With each passing day, the urgency to forgive the country’s $1.7 trillion student loan debt grows. The current federal pause on payments and interest rates will expire on August 31. If no federal action is taken by then, 15 million borrowers already struggling with the unfortunate combination of unsustainable debt and little or no wealth will face a daunting challenge with no financial relief in sight.
New research focuses on the US student debt dilemma. It also details the widening racial wealth and gender gaps plaguing people who, despite years of faithful loan repayments, now find themselves owing more than less: nearly 75% of black borrowers and 63% of Latino borrowers saw their student loan balances increase rather than shrink, compared to 51% of white borrowers.
“Relief needed: Substantial cancellation will ease the burden of affordable student debt and stimulate the economy,” the recently released report from the Center for Responsible Lending (CRL), completes an analysis of more than 360,000 credit files from student borrowers with a national focus group series and new analyzes from the 2019 Survey of Consumer Finances (SCF). The report’s multiple findings are as startling as they are widespread.
Although black America represents 12% of the nation’s population, black people hold 22% of all federal debt, affecting multiple generations, including retirees. The CRL found that more than half of federal student loan debt is held by borrowers with a net worth of less than $6,370.
Additionally, since black students are more likely to enroll in for-profit colleges with lower graduation rates, debt repayment is still necessary for an education that did not enable to increase income.
“Americans who work, pay taxes and try to do the right thing have been used as cash cows to enrich irresponsible investors and corporate executives,” said Jaylon Hersbin, head of outreach student loans and policies at CRL. “The real victims of these predatory lending schemes deserve to have this government-imposed burden lifted from their shoulders.”
The worst income-to-debt ratios are in majority black neighborhoods, where the average student debt balance is 102%. Low-income seniors struggling with student debt have an average debt-to-equity ratio of 127% and face an increasing tendency to seize pension benefits for lack of repayment.
The effects of historical racial wealth disparities make black students pursuing higher education more dependent on loans than family support to fund their degrees. As a result, more than half of all families headed by black people between the ages of 25 and 40 have student debt, and 85% of black graduates in 2016 took on debt to fund their undergraduate education.
The report also finds that black women today have a median student debt burden that is two-thirds higher than that of white men. The lingering effects of wage discrimination affecting even highly educated black women translates into gains of only 65 cents for every dollar earned by white men.
The CRL report also addresses competing proposals on student debt forgiveness.
“The cancellation of $10,000 in federal student loans erases only 22% of black borrowers’ federal student loan debt and 28% of Latin American debt,” the report said. “In contrast, the $50,000 cancellation cancels over 70% of these groups’ student loan debt.”

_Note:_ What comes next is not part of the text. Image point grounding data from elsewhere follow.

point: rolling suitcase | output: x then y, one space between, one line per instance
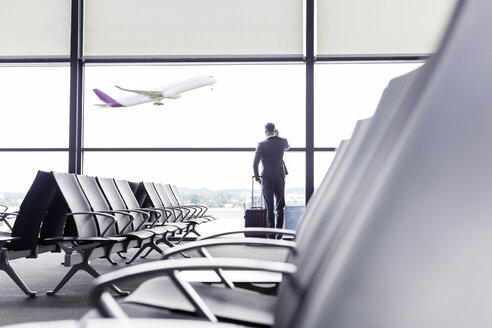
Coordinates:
255 217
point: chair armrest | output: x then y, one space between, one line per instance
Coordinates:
4 216
5 239
228 241
251 230
109 308
149 210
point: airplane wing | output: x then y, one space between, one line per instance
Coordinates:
154 94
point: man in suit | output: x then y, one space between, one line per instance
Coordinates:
271 154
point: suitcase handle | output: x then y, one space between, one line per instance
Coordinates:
253 192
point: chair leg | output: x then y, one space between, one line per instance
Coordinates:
165 241
5 266
138 253
84 266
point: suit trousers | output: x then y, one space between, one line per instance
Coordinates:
273 194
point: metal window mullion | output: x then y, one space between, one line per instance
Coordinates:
309 99
76 79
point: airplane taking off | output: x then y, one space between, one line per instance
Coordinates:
172 91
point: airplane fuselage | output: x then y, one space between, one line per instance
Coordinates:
171 91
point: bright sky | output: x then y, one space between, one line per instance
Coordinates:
34 113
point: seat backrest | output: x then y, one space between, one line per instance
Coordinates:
177 194
170 194
32 212
349 180
414 255
156 201
168 201
115 200
127 194
74 197
98 202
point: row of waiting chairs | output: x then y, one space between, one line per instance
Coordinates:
397 235
88 218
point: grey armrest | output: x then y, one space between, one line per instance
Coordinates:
229 241
251 230
109 308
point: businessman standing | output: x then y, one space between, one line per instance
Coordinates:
271 154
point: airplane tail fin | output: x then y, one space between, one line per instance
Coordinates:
107 99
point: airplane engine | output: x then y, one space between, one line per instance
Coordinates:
171 93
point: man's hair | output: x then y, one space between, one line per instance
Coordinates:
270 127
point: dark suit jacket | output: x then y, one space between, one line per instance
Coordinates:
271 154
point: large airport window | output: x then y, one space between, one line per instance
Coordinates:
18 170
35 107
35 28
345 93
380 27
322 163
223 179
193 27
233 114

On May 27, a 529-member coalition of diverse interests urged President Joe Biden and Vice President Kamala Harris to exercise executive power to pardon $50,000, an amount that would be commensurate with the burden now borne.
“Black borrowers report that their student loan debt often feels like a life sentence, even though they use relief programs like income-contingent repayment, because they see the amount owed swell over time,” says the letter from the coalition. “Cancelling student debt has the potential to increase the net worth of Black households and could even help close the racial wealth gap.”
“We call on you to deliver on the promise of the Biden-Harris Racial Economic Equity Plan by immediately canceling federal student debt through executive action,” concluded the coalition, which includes the American Association of University Women, the American Civil Liberties Union, Americans for Financial Reform, International Brotherhood of Teamsters, National Action Network, NAACP, National Urban League, Latin American Citizens League and CRL.
Another coalition member, the National Consumer Law Center, challenged the White House in similar terms.
“The cancellation should also be of an amount sufficient to provide significant relief to all borrowers, including black borrowers who carry an average of $24,000 more in student debt than white students four years after graduating. their university degree.
Charlene Crowell is a senior researcher at the Center for Responsible Lending.